In response to decades of increased incidents of adulteration and fraud in the Italian hard cheese category, U.S. hard cheese leader Arthur Schuman Inc. announced the creation of the industry's first trust mark for quality assurance.

The new True Cheese seal is intended to verify the integrity and quality of cheeses ASI makes or sells, and to assist both consumers and wholesale buyers in selecting real cheese made without excessive fillers and unwanted non-cheese ingredients – a less-known condition in the category.

ASI also unveiled TrueCheese.com, an informational web site designed to help consumers and industry stakeholders better understand the reasons and facts underneath adulteration that has plagued the domestic market for years.

"Consumers and restaurant patrons deserve the real thing – not cheeses made with unwanted and excessive fillers. The public has a right to know the cheese they're buying or eating is indeed what it is represented to be," said Neal Schuman, CEO of Arthur Schuman Inc., a fourth generation family-owned cheese company based in Fairfield, NJ.
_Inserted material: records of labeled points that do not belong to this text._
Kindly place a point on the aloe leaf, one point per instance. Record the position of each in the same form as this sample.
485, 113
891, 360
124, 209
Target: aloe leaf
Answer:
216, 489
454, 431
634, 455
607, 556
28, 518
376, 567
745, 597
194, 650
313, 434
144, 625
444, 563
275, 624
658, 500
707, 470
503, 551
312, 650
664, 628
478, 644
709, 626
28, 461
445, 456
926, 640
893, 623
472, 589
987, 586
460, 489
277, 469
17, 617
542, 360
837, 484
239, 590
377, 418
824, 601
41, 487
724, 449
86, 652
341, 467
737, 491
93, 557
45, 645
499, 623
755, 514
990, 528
Consumers may be surprised to learn that more than 20 percent of grated and shredded cheeses claiming to be Parmesan or Romano are actually adulterated versions of the real thing, according to ASI. Of the approximately 463 million pounds of Italian hard cheeses sold in the U.S. each year, ASI estimates that more than 90 million pounds – mostly in grated forms sold in canisters – is adulterated with excessive levels of starches, fillers, and even vegetable oil based imitation cheese.
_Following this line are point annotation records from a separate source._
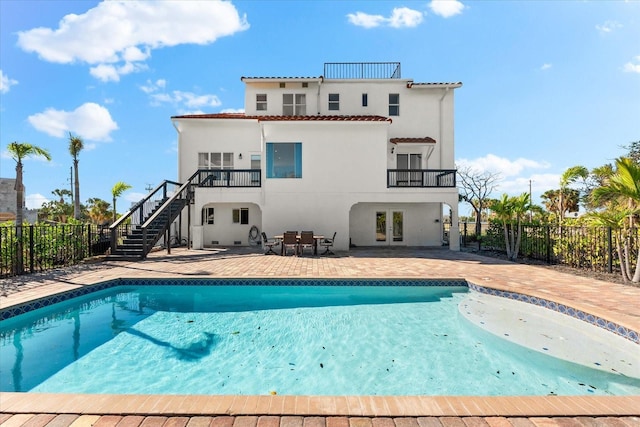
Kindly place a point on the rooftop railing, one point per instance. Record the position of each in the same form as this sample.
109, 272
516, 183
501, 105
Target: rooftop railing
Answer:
362, 70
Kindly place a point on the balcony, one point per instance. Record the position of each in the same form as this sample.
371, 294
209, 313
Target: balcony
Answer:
423, 178
361, 70
236, 178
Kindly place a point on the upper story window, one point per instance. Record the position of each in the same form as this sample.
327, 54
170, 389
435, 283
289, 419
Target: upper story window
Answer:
284, 160
294, 104
208, 215
394, 104
334, 101
215, 160
261, 102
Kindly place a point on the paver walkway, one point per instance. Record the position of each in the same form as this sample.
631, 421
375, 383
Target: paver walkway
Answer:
617, 303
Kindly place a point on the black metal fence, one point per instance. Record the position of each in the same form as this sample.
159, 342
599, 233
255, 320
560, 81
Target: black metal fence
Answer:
590, 248
47, 246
Food industry experts say faking and adulteration has been an underlying problem in the food supply for many years. "Misrepresentation of ingredients and product mislabeling are more common in many food categories than people realize," said Dr. Karen Everstine, Research Associate with the Food Protection and Defense Institute at the University of Minnesota. "Whether it's fake fish, adulterated olive oil or mislabeled cheese, most incidents go unreported and unrecognized. It can be difficult for consumers to know for sure what they're getting."

A Code of Federal Regulation (CFR) exists for most cheese varieties to specify ingredients and cheese making processes in order to earn the right to be legally labeled as Parmesan, Romano or Asiago.
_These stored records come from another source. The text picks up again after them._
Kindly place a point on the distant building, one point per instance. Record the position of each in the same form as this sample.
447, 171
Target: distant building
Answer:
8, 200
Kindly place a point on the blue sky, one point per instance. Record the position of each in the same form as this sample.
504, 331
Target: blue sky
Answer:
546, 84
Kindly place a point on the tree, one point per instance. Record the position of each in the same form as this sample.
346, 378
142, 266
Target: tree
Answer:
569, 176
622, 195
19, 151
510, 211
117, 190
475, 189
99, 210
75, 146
"The label may say Parmesan but if the product contains high levels of cellulose or other types of cheese, it is being misrepresented to the consumer," said Everstine. Further, "if a company purposely reduces the amount of cheese and instead uses fillers to lower costs, it could be considered economically motivated adulteration if the product is labeled as real." 

ASI said the True Cheese seal was developed in response to consumer desire to know the cheese they are buying is real – made with quality ingredients and according to required industry practices for manufacturing and labeling.

In a national consumer survey conducted in June 2014 by ASI, 95 percent of consumers indicated they would be concerned if adulterated cheese is being passed off as real in the marketplace. Seventy-eight percent said companies making adulterated cheeses should not be allowed to label them as Parmesan or Romano. And 75 percent said they would be willing to pay anywhere from 10 to 25 percent more when assured it is real cheese.

"The traditions involved in making Parmesan go back for centuries. And in this country we care more than ever about what's real, true and made with integrity," Schuman reported. ASI is the U.S. hard Italian cheese leader with over 30 percent of the U.S. market and routinely monitors the market and tests cheeses to determine how they were made and their adherence to labeling standards.

Additional information is available at TrueCheese.com. The True Cheese mark will appear on ASI products in supermarkets under the Cello and Cello Riserva cheese brands and new Cello Whisps parmesan crisps, as well as cheeses sold to restaurants, other packaged food manufacturers and to supermarkets for their private label products. The new mark will begin rolling out in shippers and on packaging later this year as new customer orders are filled.